I hope this helps.(8 votes)

- At2:08Sal decides to distribute (2x - 2y) and at2:26he distributes as -> (2x - 2y) + (2x - 2y)(1 - dx/dy).

My concern revolves around the distribution, that it should be -> (2x - 2y) - (2x - 2y)(1 - dx/dy) because (2x - 2y) distributes itself into (1 - dx/dy).
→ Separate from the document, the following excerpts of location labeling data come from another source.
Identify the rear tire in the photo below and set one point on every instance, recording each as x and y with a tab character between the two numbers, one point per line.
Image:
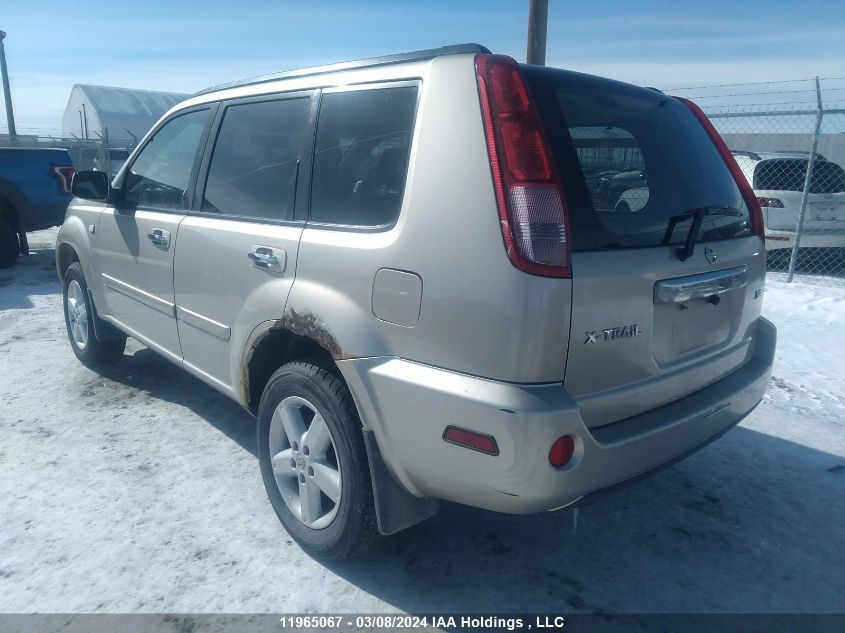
9	245
79	321
297	397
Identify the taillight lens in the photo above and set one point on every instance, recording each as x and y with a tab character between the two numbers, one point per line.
532	208
751	202
64	174
471	439
562	451
771	203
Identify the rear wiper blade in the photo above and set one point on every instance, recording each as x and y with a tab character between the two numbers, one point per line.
697	215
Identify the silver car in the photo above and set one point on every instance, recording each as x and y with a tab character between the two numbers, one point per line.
408	269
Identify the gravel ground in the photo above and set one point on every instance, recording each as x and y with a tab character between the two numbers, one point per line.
139	491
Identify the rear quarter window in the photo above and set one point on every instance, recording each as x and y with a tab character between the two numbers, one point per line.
361	155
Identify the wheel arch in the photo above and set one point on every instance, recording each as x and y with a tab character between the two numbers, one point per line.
15	204
273	344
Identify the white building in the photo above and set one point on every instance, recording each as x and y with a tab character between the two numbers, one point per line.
126	114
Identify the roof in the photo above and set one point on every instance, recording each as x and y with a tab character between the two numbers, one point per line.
124	110
429	53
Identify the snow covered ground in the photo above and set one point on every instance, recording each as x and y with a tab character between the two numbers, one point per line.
140	492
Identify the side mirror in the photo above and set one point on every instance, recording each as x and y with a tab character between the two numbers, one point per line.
91	185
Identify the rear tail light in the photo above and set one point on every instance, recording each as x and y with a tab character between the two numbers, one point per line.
532	208
471	439
771	203
64	175
751	202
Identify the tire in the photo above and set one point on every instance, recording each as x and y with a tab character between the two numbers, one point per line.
335	529
79	322
9	245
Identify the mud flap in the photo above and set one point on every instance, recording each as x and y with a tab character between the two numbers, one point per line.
395	508
103	331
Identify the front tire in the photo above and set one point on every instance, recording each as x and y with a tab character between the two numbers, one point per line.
314	463
79	321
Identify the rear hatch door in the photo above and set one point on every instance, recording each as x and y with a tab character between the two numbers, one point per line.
650	324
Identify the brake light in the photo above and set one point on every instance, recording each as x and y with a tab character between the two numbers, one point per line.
64	175
529	196
754	211
771	203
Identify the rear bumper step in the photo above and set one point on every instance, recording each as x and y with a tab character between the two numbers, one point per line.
407	405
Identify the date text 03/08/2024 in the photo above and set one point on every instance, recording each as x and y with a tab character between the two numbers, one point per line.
382	621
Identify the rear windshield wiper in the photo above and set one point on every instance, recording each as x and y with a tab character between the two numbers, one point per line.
697	216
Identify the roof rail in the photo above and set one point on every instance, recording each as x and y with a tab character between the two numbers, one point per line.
430	53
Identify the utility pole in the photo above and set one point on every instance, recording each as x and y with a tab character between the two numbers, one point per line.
538	18
7	92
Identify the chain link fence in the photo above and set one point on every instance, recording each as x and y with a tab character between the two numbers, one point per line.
788	137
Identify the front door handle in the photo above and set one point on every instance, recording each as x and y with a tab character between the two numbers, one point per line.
159	237
267	258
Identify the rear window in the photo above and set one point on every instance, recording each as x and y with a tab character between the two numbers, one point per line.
788	174
635	164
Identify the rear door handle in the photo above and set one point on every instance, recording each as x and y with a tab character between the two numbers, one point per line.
159	237
268	258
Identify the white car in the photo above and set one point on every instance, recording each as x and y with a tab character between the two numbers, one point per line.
777	179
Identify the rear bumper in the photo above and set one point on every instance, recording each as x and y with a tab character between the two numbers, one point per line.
408	405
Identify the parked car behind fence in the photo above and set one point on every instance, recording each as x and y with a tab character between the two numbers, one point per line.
778	180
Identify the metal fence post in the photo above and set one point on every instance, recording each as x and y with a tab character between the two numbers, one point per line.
808	179
107	159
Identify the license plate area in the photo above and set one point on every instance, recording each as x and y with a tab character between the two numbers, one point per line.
696	313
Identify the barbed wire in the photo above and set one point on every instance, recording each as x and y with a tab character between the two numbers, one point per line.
756	83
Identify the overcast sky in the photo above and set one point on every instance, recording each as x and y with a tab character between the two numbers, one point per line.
183	46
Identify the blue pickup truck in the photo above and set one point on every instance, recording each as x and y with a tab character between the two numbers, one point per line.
34	194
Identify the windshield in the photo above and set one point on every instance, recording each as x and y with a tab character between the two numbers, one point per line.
632	160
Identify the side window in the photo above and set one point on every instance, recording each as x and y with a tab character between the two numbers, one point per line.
255	161
361	155
159	176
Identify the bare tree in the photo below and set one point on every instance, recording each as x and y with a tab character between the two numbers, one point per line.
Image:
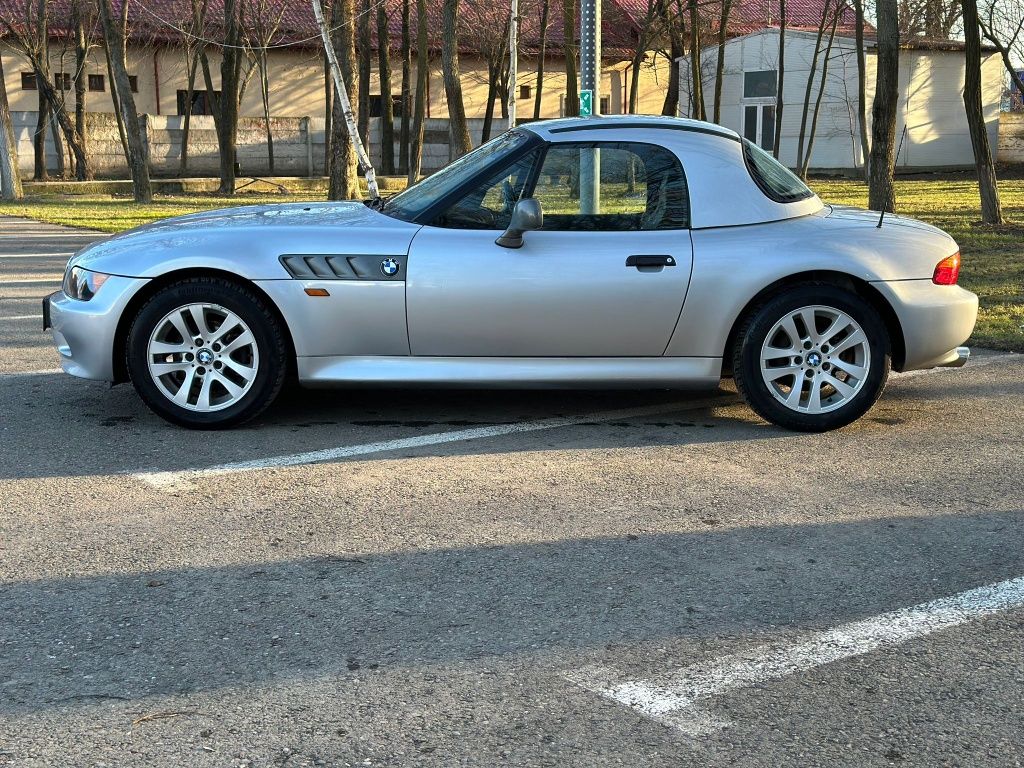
991	210
422	83
264	22
1003	25
407	87
10	177
458	127
779	102
364	53
571	51
859	24
881	190
541	58
931	18
114	37
192	45
696	71
83	22
30	36
387	105
723	30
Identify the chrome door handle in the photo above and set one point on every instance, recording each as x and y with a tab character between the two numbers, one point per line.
649	260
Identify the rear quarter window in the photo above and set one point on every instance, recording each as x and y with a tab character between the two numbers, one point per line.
774	179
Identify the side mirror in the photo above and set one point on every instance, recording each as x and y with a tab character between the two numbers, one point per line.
525	216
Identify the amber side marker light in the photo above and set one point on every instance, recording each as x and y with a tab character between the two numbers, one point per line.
947	270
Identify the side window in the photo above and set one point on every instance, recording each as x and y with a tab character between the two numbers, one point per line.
488	205
639	186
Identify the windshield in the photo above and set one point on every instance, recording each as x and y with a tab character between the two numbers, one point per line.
418	198
775	180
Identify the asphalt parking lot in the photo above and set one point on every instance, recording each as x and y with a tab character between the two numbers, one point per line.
522	579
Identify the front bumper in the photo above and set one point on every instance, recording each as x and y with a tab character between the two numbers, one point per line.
84	331
935	321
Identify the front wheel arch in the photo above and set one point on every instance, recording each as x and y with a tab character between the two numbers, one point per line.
156	285
841	280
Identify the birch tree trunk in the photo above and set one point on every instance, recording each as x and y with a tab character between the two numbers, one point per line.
10	178
779	103
363	52
865	144
991	209
407	88
458	127
881	192
538	97
115	40
387	105
723	25
422	83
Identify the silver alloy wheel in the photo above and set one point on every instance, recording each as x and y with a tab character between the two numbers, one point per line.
203	357
815	359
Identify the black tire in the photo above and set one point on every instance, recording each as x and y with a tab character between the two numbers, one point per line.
752	338
269	341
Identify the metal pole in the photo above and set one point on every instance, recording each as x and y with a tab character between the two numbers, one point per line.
590	80
513	61
346	105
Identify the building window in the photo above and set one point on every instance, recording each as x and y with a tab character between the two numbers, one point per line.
202	104
760	84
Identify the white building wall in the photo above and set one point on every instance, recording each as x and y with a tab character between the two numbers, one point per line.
931	98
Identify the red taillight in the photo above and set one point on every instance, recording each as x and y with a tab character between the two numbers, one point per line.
947	270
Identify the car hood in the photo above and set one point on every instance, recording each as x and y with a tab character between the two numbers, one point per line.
248	241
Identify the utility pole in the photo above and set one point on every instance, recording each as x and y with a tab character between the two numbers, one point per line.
346	105
513	61
590	91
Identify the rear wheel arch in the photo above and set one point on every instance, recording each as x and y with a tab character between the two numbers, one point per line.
845	281
156	285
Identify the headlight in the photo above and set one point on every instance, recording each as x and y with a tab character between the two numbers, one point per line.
81	284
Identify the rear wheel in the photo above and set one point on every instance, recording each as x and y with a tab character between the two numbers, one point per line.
207	353
814	358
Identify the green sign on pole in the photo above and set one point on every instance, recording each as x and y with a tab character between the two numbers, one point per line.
586	103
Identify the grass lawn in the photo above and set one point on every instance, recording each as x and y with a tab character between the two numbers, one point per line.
993	257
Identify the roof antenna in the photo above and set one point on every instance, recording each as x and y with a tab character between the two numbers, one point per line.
895	165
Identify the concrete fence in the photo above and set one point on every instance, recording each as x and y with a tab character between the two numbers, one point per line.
298	144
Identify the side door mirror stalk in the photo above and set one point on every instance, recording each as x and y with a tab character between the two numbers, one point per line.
526	216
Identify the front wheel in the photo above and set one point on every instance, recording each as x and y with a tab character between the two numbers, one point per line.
207	353
813	358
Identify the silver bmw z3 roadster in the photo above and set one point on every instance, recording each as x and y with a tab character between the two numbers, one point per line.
630	252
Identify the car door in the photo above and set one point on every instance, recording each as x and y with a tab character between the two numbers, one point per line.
604	278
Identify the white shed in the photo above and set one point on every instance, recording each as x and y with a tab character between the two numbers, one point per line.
931	101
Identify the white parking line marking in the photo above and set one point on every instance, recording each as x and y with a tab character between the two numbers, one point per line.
57	254
973	363
20	374
674	698
183	478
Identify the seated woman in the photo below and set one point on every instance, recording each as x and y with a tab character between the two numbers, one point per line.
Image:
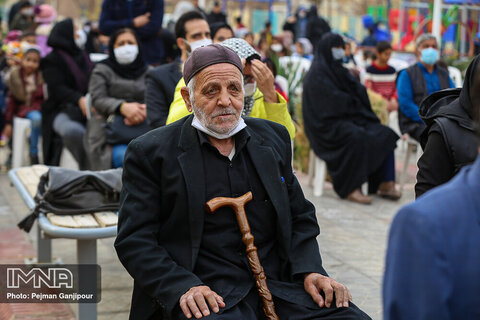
117	87
342	128
449	138
66	71
25	98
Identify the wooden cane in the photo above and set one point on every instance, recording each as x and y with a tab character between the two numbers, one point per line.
238	206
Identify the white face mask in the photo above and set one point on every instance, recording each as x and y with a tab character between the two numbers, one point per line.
81	38
28	12
197	44
126	54
250	88
338	53
276	47
196	123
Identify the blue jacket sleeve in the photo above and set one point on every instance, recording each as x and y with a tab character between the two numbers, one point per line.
405	97
416	282
155	24
107	24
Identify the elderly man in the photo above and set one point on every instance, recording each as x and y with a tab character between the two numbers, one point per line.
261	100
187	263
191	31
417	82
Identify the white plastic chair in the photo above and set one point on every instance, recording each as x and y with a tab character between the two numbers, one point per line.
317	171
21	128
456	76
Why has Sal put a + ?(3 votes)- Sal's work here was correct but used a little sleight of hand that's easy to overlook. For the second part of the expression, instead of writing what you were expecting

- (2x - 2y)(1 - dy/dx)

he wrote

+ (2y - 2x)(1 - dy/dx)

Notice that he reversed the order of the terms in the first parentheses: instead of 2x - 2y he wrote 2y - 2x. That reversal of order is equivalent to multiplying the expression by -1, and that allows him to change the minus sign to a +.(14 votes)

## Video transcript

Let's get some more practice
doing implicit differentiation. So let's find the derivative
of y with respect to x. We're going to assume
that y is a function of x. So let's apply our
derivative operator to both sides of this equation. So let's apply our
derivative operator. And so first, on
the left hand side, we essentially are just going
to apply the chain rule. First we have the
derivative with respect to x of x minus y squared. So the chain rule
tells us this is going to be the derivative
of the something squared with respect to the
something, which is just going to be 2 times x
minus y to the first power. I won't write the
1 right over there. Times the derivative of the
something with respect to x. Well, the derivative of x
with respect to x is just 1, and the derivative
of y with respect to x, that's what
we're trying to solve. So it's going to
be 1 minus dy dx. Let me make it a
little bit clearer what I just did right over here. This right over here
is the derivative of x minus y squared with
respect to x minus y. And then this right over
here is the derivative of x minus y with respect to x. Just the chain rule. Now let's go to the right
hand side of this equation. This is going to be equal to
the derivative of x with respect to x is 1. The derivative of y
with respect to x. We're just going to write
that as the derivative of y with respect to x. And then finally, the
derivative with respect to x of a constant, that's
just going to be equal to 0. Now let's see if we can
solve for the derivative of y with respect to x. So the most obvious thing to do. Let's make it clear. This right over here, I
can rewrite as 2x minus 2y. So let me do that so
I can save some space. This is 2x minus 2y If
I just distribute the 2. And now I can distribute
the 2x minus 2y onto each of these terms. So 2x minus 2y times 1 is
just going to be 2x minus 2y. And then 2x minus 2y
times negative dy dx, that's just going to be
negative 2x minus 2y. Or we could write that as
2y minus 2x times dy dx. Is equal to 1 plus dy dx. I'll do all my dy
dx's in orange now. 1 plus dy dx. So now there's a
couple of things that we could attempt to do. We could subtract 2x
minus 2y from both sides. So let's do that. So let's subtract 2x
minus 2y from both sides. So over here, we're going
to subtract 2x minus 2y from that side. And then we could also subtract
a dy dx from both sides, so that all of our dy dx's
are on the left hand side, and all of our non dy dx's
are on the right hand side. So let's do that. So we're going to subtract a
dy dx on the right and a dy dx here on the left. And so what are we left with? Well, on the left hand
side, these cancel out. And we're left with 2y minus
2x dy dx minus 1 dy dx, or just minus a dy dx. Let me make it clear. We could write this
as a minus 1 dy dx. So this is we can
essentially just add these two coefficients. So this simplifies to 2y minus
2x minus 1 times the derivative of y with respect
to x, which is going to be equal to-- on this
side, this cancels out. We are left with 1
minus 2x plus 2y. So let me write it that way. Or we could write
this as-- so negative, negative 2y is
just a positive 2y. And then we have minus 2x. And then we add that 1, plus 1. And now to solve
for dy dx, we just have to divide both sides
by 2y minus 2x minus 1. And we are left
with-- we deserve a little bit of a drum
roll at this point. As you can see, the
hardest part was really the algebra to solve for dy dx. We get the derivative
of y with respect to x is equal to
2y minus 2x plus 1 over 2y minus 2x minus 1.